CI, confidence interval; FIGO, International Federation of Gynecology and Obstetrics; HR, hazard ratio; LMS, leiomyosarcoma; LN, lymph node; LVSI, lymphovascular space invasion; OS, overall survival; SUVmax, maximum standardized uptake value.

Large tumor size (p=0.008; HR=1.206; 95% CI=1.049–1.385), and high tumor SUVmax (p=0.014; HR=1.052; 95% CI=1.010–1.096) were demonstrated as risk factors of recurrence. Kaplan-Meier survival graphs in Fig. 1 depicts that DFS significantly differed in groups categorized based on SUVmax (p=0.027, log-rank test).

Fig. 1.

Fig. 1

Kaplan-Meier survival graph shows significantly different DFS between the groups categorized by SUVmax above (orange line) and below (blue line) cut-off value (23.95) (p=0.027, log-rank test).

DFS, disease-free survival; SUVmax, maximum standardized uptake value.

As for the OS high tumor SUVmax (p=0.022; HR=1.056; 95% CI=1.008–1.107) was demonstrated as the unique risk factor. Kaplan-Meier survival graphs in Fig. 2 shows that OS significantly differed in groups categorized by SUVmax (p=0.020, log-rank test).

Fig. 2.

Fig. 2

Kaplan-Meier survival graph shows significantly different OS between the groups categorized by SUVmax above (orange line) and below (blue line) cut-off value (23.95) (p=0.020, log-rank test).

OS, overall survival; SUVmax, maximum standardized uptake value.

4. Differences between recurrent and non-recurrent groups

Table 4 summarizes the clinic-pathological and 18F-FDG PET/CT imaging-derived characteristics of patients without and with recurrence. There were significant differences in tumor size, mitotic count, SUVmax, and DFS between patients with and without recurrence.

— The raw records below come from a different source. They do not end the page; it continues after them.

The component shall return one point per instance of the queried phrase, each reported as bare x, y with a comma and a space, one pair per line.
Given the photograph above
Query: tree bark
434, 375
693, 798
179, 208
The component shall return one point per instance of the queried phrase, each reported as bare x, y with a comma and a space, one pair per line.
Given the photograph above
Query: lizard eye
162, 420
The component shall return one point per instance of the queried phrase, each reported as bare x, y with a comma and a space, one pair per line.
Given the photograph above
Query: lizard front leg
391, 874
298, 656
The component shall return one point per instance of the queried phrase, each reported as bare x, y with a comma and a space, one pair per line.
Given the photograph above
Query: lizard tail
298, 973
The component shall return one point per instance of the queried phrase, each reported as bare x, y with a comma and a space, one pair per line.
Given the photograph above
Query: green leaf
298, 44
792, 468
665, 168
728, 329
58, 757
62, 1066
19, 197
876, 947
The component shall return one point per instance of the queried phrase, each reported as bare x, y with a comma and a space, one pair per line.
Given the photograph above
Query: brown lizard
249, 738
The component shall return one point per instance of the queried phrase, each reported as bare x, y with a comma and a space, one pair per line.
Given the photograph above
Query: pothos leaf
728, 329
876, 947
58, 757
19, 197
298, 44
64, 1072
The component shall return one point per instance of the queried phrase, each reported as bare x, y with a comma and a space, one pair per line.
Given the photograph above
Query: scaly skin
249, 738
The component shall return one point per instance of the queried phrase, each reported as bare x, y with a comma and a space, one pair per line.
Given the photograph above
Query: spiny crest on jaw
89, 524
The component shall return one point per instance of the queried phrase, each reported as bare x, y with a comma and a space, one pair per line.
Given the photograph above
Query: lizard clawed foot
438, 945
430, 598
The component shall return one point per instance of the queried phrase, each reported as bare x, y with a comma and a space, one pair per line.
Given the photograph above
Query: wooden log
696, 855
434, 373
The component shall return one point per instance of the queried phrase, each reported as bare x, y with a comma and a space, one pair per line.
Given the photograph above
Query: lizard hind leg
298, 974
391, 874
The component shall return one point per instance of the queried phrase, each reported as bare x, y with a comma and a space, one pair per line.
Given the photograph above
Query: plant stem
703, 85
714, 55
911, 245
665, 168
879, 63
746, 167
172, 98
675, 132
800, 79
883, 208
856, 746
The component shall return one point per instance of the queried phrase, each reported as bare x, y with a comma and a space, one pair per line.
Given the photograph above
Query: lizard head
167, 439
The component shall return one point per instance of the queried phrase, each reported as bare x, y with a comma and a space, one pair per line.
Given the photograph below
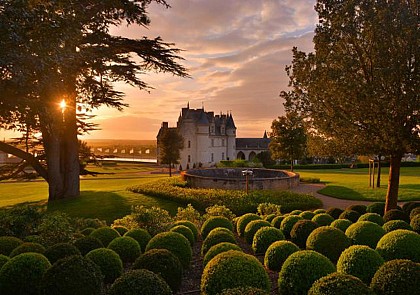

Table 4. Clinico-pathological and PET/CT derived characteristics of patients without and with recurrence (n=19).

Variables Without recurrence (n=5) With recurrence (n=14) p
Mean SD Mean SD
Age (yr) 49.200 4.868 52.786 10.613 0.331
Tumor size 5.600 2.434 12.250 3.615 0.001
Mitotic count 5.500 2.121 50.714 42.244 0.030
SUVmax 9.790 5.605 22.933 16.570 0.019
DFS (mo) 36.600 16.979 8.071 6.245 0.018

DFS, disease-free survival; PET/CT, positron emission tomography/computed tomography; SD, standard deviation; SUVmax, maximum standardized uptake value.

5. Differences between high and low groups categorized by SUVmax

Table 5 summarizes the clinic-pathological and 18F-FDG PET/CT imaging-derived characteristics of patients stratified by cut-off SUVmax. Figs. 3-5 depict the distribution pattern of each parameters between high and low SUVmax groups.

Table 5. Clinico-pathological and PET/CT derived characteristics of 2 subgroups stratified by cut-off SUVmax (n=19).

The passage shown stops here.